Kürt halkının önemli bir kesiminde boykot eğiliminin güçlü olduğu yazılıp çiziliyor biliyorsunuz. ‘Biz bu anayasada yokuz, değişiklik paketi bizi ilgilendirmiyor’ ile ‘Zaten öldük, evsiz barksız kaldık. Referandumda evet çıksa ne olur, hayır çıksa ne olur’ duygusu Kürtler arasında ne kadar yaygın?

Böyle düşünenlere bir çağrınız var mı? 1924’ten bugüne değin hiçbir anayasada Kürtler, Aleviler, emekçiler, farklı inançlar, ötekiler yok, tekçilik esastı. 1982 Anayasası tek tipleştirmeyi en üst seviyeye çıkaran bir anayasadır. Dolayısıyla tüm Anayasaların Kürtlere, Türklere, emekçilere katkısı yok. Ama bir ayrıntı var; 82’den bugüne değin Kürdün, Alevinin, emekçinin, ötekinin canıyla dişiyle tırnağıyla elde etmiş olduğu bütün kazanımları bu paket geri alıyor ve 1982 Anayasasını tahkim ediyor.

Dolayısıyla bu paket Kürdün, Alevinin, bütün ötekilerin fermanıdır, demokrasinin fermanıdır. Bu nedenle de hayır diyoruz. Herkesin hayırının farklı nedenleri var; örneğin Osman Baydemir’in hayır demesi ile İstanbul’da yaşayan bir kardeşimizin hayır demesi arasında bir fark olabilir. Ama Kürt halkının hayır gerekçesinin bir nedeni daha var; o da bu referandumun Kürt toplumunun son iki yıl içerisindeki baskı politikalarına vereceği yanıt açısından bir fırsat olmasıdır. Kürtler bu fırsatı değerlendirecektir.
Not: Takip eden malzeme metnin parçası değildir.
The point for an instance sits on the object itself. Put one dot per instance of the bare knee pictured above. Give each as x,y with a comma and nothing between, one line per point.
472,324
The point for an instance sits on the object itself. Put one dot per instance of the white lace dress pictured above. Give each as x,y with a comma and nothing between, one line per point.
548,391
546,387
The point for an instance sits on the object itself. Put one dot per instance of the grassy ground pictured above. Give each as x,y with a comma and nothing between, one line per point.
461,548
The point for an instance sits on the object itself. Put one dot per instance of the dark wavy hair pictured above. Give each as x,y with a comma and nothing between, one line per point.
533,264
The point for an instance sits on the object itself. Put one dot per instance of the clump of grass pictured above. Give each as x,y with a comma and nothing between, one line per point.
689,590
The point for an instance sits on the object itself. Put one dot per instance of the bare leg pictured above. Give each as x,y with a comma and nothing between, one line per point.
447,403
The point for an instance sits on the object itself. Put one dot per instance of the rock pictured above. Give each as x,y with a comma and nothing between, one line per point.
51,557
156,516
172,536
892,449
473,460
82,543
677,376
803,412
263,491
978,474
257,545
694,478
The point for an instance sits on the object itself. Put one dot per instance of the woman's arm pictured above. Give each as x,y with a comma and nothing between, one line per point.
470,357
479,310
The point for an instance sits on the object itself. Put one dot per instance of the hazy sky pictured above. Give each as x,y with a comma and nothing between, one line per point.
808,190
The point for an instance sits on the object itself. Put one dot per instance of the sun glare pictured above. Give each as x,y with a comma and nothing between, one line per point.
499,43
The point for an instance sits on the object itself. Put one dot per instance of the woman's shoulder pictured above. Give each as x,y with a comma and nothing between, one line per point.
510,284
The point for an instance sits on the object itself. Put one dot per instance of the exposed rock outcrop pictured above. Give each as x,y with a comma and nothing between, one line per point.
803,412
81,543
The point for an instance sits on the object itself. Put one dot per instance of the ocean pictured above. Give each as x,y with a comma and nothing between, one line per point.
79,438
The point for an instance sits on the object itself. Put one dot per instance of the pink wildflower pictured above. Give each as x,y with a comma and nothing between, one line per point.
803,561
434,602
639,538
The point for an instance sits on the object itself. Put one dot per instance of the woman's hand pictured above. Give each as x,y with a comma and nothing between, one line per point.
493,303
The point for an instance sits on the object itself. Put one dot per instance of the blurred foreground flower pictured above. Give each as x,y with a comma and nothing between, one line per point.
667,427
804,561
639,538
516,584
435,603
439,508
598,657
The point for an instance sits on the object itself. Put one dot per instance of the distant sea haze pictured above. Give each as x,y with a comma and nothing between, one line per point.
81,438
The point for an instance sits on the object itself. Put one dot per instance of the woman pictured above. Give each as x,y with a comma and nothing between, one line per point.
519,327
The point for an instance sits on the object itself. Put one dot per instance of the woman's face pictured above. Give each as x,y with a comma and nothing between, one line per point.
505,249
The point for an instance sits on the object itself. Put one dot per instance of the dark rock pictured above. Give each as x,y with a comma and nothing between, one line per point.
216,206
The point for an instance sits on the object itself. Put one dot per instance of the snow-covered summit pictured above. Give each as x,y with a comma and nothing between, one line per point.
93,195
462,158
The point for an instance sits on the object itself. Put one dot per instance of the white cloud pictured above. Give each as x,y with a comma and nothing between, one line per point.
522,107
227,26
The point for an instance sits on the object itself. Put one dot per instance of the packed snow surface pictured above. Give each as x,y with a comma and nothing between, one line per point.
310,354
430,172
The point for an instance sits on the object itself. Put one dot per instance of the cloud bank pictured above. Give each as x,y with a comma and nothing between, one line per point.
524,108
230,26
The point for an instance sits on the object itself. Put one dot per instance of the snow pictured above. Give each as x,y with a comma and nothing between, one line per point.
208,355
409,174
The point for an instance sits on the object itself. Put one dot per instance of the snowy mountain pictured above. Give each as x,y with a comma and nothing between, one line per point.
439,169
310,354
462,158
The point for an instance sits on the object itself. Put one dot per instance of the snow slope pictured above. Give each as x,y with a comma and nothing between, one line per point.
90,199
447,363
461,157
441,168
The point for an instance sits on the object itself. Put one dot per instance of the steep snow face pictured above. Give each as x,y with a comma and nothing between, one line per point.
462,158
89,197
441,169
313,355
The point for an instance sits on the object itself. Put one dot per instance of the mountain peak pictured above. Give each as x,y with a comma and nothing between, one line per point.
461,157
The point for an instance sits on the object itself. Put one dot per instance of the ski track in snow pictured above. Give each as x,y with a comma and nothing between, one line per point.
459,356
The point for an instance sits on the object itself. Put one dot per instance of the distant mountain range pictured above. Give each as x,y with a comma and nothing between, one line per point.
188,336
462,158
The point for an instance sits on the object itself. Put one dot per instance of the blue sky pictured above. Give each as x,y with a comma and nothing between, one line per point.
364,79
Değerlendirmeleri çağrısında bulunuyorum.

O fırsatı açar mısınız?

Halkın hür iradesiyle seçmiş olduğu bütün belediye başkanlarının, siyasetçilerinin cezaevinde olmasına, belediyelerine kayyumlar atanmasına hayır demenin fırsatıdır. Şırnak yıkıldı, bir kent yok edildi, buna hayır deme fırsatıdır. Öyle bir atmosfer yaşatılmak isteniyor ki, “Kürt anasını görmesin” politikasına hayır deme fırsatıdır. Bu bakımdan siyaseten Türkiye’nin faşizmin girdabından çıkışının son fırsatıdır 16 Nisan.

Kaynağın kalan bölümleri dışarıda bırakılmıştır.